I have read that glosso can be grown slow and low with med/low light, but can it be grown with no co2? I will most likely be adding CO2 when I can afford it, but I want a foreground now:redface: Any thoughts or experience? Experience preferred:thumbsup:


----------



## Ebichua (May 13, 2008)

Yes, it can. It'll be incredibly slow and you won't form thick carpets. But will it grow and spread? Yes, over a very long period of time.

I've done it before and I have a friend who is currently still doing it.


----------



## Esox lucius (Feb 17, 2009)

Ebichua said:


> Yes, it can. It'll be incredibly slow and you won't form thick carpets. But will it grow and spread? Yes, over a very long period of time.
> 
> I've done it before and I have a friend who is currently still doing it.


Thats what I expected, great info, thanks:thumbsup:


----------



## o snap its eric (Jan 12, 2004)

i wouldnt recommend it though..... any sort of carpet forming plants need CO2.


----------



## Ebichua (May 13, 2008)

o snap its eric said:


> i wouldnt recommend it though..... any sort of carpet forming plants need CO2.
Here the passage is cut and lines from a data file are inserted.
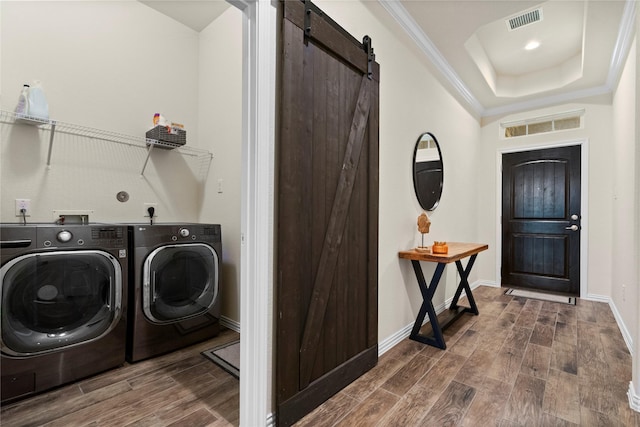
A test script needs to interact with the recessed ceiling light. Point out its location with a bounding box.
[524,40,540,50]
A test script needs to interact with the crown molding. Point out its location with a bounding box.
[378,0,636,117]
[378,0,484,114]
[607,0,636,91]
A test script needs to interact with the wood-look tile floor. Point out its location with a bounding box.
[296,286,640,427]
[0,329,240,427]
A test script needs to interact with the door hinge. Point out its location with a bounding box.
[362,36,376,80]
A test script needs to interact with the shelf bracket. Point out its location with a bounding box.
[140,144,155,177]
[47,120,56,168]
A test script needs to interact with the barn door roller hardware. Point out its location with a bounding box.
[304,0,313,37]
[362,36,376,80]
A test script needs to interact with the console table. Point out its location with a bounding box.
[398,242,489,350]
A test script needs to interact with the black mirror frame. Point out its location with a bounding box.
[412,132,444,212]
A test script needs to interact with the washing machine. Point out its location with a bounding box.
[127,223,222,362]
[0,224,129,403]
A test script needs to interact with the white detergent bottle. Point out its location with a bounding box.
[28,80,49,120]
[15,85,29,116]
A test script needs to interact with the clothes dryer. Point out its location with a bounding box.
[0,224,128,403]
[127,223,222,362]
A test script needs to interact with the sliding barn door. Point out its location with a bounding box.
[276,0,379,426]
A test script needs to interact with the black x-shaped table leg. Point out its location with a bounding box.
[409,255,478,350]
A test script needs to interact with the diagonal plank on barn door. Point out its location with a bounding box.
[300,75,371,389]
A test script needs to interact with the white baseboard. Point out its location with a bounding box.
[609,299,633,357]
[220,316,240,333]
[267,412,276,427]
[378,280,482,357]
[627,381,640,412]
[581,294,633,357]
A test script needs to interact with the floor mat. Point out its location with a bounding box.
[504,288,576,305]
[202,341,240,379]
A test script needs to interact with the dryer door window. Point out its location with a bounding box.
[142,243,218,324]
[0,250,122,356]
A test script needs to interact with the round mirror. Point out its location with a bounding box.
[413,132,444,211]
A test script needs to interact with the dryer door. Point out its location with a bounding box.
[0,250,122,356]
[142,243,218,324]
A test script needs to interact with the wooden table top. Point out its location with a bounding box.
[398,242,489,263]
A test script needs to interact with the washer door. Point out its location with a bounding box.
[0,250,122,356]
[142,243,218,324]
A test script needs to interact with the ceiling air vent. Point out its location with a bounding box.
[507,8,542,31]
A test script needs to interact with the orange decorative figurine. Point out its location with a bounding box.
[416,212,431,252]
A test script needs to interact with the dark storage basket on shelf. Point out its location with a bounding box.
[146,126,187,149]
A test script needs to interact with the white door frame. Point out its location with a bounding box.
[228,0,277,426]
[496,138,589,298]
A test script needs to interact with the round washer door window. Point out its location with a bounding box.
[142,243,218,324]
[0,250,122,356]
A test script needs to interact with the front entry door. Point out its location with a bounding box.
[502,145,581,296]
[276,0,379,426]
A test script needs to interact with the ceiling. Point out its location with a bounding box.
[379,0,636,117]
[140,0,636,117]
[139,0,231,33]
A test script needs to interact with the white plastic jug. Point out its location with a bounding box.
[27,80,49,120]
[16,85,29,115]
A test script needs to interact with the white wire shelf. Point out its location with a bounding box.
[0,110,213,175]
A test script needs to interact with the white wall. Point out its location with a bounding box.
[0,1,203,222]
[317,1,482,341]
[610,35,640,352]
[198,7,242,322]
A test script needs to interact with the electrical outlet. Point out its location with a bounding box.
[16,199,31,216]
[144,203,158,218]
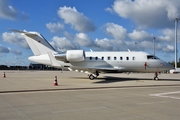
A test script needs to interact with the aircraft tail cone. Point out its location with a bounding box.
[54,76,58,86]
[3,72,6,78]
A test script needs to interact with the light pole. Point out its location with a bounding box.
[153,37,156,56]
[134,42,137,51]
[174,18,180,70]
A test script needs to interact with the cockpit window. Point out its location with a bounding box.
[147,55,159,59]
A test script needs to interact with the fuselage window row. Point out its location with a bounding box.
[89,56,135,61]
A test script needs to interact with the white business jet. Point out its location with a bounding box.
[11,29,173,80]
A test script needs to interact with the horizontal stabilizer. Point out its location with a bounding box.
[48,52,61,67]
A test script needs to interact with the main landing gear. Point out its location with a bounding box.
[154,72,159,80]
[89,71,99,80]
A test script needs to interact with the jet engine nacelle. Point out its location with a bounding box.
[66,50,85,62]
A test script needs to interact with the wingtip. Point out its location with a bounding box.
[8,28,26,33]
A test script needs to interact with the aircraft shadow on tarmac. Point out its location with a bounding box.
[94,76,180,83]
[70,76,180,83]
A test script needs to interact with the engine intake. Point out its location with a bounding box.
[66,50,85,62]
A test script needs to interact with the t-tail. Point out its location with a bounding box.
[10,29,56,56]
[10,29,61,67]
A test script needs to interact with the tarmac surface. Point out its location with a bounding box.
[0,70,180,120]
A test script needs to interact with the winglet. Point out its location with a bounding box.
[48,52,61,67]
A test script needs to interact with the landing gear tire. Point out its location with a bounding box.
[89,74,95,80]
[154,77,159,81]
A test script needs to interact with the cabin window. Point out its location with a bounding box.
[120,57,123,60]
[101,57,104,60]
[147,55,159,59]
[132,57,135,60]
[108,57,111,60]
[126,57,129,60]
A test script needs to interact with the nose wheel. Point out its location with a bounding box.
[89,74,96,80]
[154,72,159,80]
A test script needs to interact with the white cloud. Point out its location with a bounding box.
[50,36,79,52]
[128,30,153,41]
[8,47,22,55]
[2,32,29,48]
[0,44,9,53]
[103,23,127,40]
[46,22,64,33]
[0,0,29,20]
[112,0,180,28]
[58,6,96,32]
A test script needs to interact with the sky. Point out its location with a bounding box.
[0,0,180,66]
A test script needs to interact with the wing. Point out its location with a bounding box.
[68,67,126,73]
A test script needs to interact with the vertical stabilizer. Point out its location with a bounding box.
[11,29,56,55]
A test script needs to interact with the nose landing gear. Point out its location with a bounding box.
[154,72,159,80]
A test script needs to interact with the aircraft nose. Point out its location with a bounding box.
[161,62,174,70]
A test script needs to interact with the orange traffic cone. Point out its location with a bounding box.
[54,76,58,86]
[3,72,6,78]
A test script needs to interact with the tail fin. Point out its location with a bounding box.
[10,29,56,55]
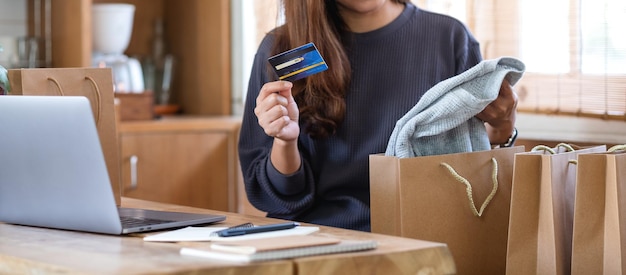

Not entirely true. For some sp. yes, co2 is a must. But glosso isn't one of those. It does create a denser growth due to the increased speed but with time, glosso can form a fairly decent carpet.
Along with marsilea sp. 
Dwarf hairgrass too actually!


----------



## belladee (Jun 15, 2007)

good to know. I am about to plant a bunch tomorow and do not plan on using CO2. Well see how it goes.


----------



## Anupam (Nov 5, 2008)

I'm having some success with excel in a 2 gallon cube.


----------



## Sixwing (Jan 30, 2009)

I currently have a glosso carpet in 10 gallons, under low light, no CO2 (I did dose Excel for a couple months, quit last week, have seen no slow-down in the glosso's growth.) It's not the shag carpet style some people get going, but it's definitely overtaken almost the entire substrate - this from three sorry little leaves on one stem that got left in the back by accident. 

You don't strictly need CO2 or high light or even rich nutrients in the water for glosso. It does seem to appreciate a rich substrate, but I've grown it on sand, too, when there were nutrients in the water instead.


----------



## doncityz (May 17, 2011)

Sixwing,

hey I know this is old thread. But i am having similar setup as you - 10g, no CO2, ADA soil.

I just did a minor rescape and planting of the glosso. It is good to know that they will grow... I only hope the oto wont uproot them. :icon_mrgr


----------